Feedburner have just enhanced their free service still further by, as they put it, introducing "an interactive RSS service to engage subscribers... The company will also release a full set of open APIs (Application Programming Interfaces) to allow third-party developers to build and integrate custom FeedFlare services.".
What that means is this: if you activate the new Feedflare option (once logged in to Feedburner, Feedflare is under the Optimize tab for the feed), you can choose to add extra links to the end of each post in your Feedburner feed:
(you'll see I've ticked all the options except one which isn't relevant to this blog as it works only for Wordpress users; as it hides absent items I feel that picking all the options won't clutter up my feed too much. And I'm really pleased that Feedburner have added the ability to view the CC licence, though in a different way from what I'd suggested (clickable CC logo) in my post on full/partial feeds.)
Now my feed looks like this (in browser-friendly view and also in Feed Demon), with a new line of links at the end of each post:
They're pretty self-explanatory; the "Recent tags" link lists what tags people have tagged your post with recently on Delicious, and when clicked it will take you to the page on Del.icio.us showing who's bookmarked that post.
But remember that you have to enable Feedflare separately for each of your feeds, if you've burned more than one (e.g. to offer your readers both full and partial feeds).
[Edited later:] Feedburner have now provided more info about the new enhancements on their blog - it all sounds excellent: "This is just phase one of FeedFlare... Very soon, we'll provide publishers with the ability to tie FeedFlare into the originating web site content. This will give publishers the ability to ensure that a consistent set of actions and meta-data are displayed alongside the content wherever it is consumed. There have been numerous how-to's for integrating tags and other services into web content, but FeedFlare will simplify this process and provide publishers with an architecture for genernalized content item processing - a CMS-independent plug-in framework for web services, if you will (and you should)... Shortly after we launch FeedFlare for Web sites, we will launch our favorite part of this service: an open API for adding new FeedFlare services... we will publish a complete specification and API with examples. Anybody can write to the spec, and publishers will be able to start using these new services immediately. There is no application process or submission form at FeedBurner - services that implement the specification will just work..."
[Edited later:] Thanks to John of Feedburner for his comment - I was just too quick off the mark and impatient, it does indeed work, and showed on Bloglines etc a few hours later.
One problem is that clearly there are still some problems with the new service, and it seems to me that more testing and tinkering is needed. While the new links display fine in some readers, it won't in others - notably, in Bloglines, where the post just looks like this, i.e. sans the whizzy new links that should appear:
It's the same with Google Reader, I won't include yet another screenshot, you get the picture.
Also, if you offer Feedblitz email subscriptions to your blog, note that the new links are really graphics, not text, so subscribers who have set their email not to display images won't see the link descriptions.
So, clearly there is still work to be done in getting the links to display in all feed readers (and perhaps Feedburner could consider using link text instead of graphics, to overcome a possible email pic display problem for some users - especially as the pics are of text anyway.) [Edited later:] John has now also explained why they use graphics, clearly they've thought all this through very well, see his comment below.

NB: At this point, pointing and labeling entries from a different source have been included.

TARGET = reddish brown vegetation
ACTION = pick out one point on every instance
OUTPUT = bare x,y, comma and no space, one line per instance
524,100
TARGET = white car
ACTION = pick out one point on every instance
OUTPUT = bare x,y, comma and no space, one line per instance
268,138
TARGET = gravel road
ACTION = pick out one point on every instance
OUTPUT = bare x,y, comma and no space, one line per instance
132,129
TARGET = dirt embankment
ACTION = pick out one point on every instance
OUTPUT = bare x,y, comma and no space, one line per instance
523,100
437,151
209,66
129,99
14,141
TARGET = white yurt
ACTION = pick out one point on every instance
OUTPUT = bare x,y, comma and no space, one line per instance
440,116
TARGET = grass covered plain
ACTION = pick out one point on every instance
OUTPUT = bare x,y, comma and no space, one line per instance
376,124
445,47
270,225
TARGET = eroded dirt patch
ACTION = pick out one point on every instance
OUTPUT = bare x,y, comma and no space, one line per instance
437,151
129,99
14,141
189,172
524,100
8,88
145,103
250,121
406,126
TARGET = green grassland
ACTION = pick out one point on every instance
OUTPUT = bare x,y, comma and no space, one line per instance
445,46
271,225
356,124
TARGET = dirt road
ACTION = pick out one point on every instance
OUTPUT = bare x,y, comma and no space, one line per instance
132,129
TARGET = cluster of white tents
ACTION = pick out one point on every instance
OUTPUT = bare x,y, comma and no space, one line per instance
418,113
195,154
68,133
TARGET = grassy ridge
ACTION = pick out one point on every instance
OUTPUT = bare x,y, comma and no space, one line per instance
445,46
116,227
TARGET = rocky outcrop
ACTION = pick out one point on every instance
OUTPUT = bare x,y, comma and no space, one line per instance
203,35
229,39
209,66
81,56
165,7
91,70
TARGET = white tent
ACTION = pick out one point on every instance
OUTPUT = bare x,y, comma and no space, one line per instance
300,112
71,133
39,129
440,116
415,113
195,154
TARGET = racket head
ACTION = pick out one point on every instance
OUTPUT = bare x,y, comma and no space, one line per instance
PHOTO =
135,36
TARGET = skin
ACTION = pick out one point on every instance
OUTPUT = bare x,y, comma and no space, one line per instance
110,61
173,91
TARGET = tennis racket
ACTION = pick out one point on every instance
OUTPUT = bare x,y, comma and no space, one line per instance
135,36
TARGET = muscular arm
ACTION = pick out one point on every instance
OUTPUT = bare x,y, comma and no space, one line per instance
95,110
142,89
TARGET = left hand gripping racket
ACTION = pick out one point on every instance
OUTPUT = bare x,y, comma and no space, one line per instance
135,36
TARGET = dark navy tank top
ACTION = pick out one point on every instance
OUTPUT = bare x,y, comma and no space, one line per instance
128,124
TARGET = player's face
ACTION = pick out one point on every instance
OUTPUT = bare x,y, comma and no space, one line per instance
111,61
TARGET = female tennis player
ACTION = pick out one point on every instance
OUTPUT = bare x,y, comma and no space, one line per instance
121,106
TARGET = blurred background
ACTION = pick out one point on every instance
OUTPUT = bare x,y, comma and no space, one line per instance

I also think that, while the link to bookmark a post on Delicious is useful, given that feeds are continually updated and changing (showing only the X most recent posts on a blog), it may be that in some cases the post in question will have dropped off the feed by the time it gets bookmarked on Delicious or linked to by a blog indexed on Technorati. However the link can be helpful when people are quick off the mark tagging or linking to a post, as you can see in the example pic above.
The future of feedsThese changes I think illustrate a trend: that feeds are increasingly converging with webpages in many ways, with similar features being added to feeds (e.g. "email this post", which was built into the standard Blogger template, and the ability to bookmark a post on Delicious, which I added to my blog a while back - see my howto). The future plans of Feedburner sound like just the start.
Another area of convergence is advertising. One supposed objection to offering full feeds is that people want to draw readers to their main websites where their ads are located, see e.g. this Guardian article last week). But, as that article also observes, ads are being introduced into feeds, e.g. Google's Adsense for feeds which is currently in beta. While there are views that advertising on feeds won't be as effective as advertising on webpages, I'm not quite sure why not, myself. Personally, as a consumer I'd be equally likely to click on an ad in a feed as in a blog or webpage, depending on its relevance to me and how it's been presented; and I'm confident that the way ads are presented in feeds will rapidly improve. As regular readers of my blog know, I believe in consumer choice - if people want full feeds, then give them the option.
People are doing more and more clever things with feeds, taking advantage of their flexibility - and I do believe that we're only scratching the surface so far in terms of the possibilities.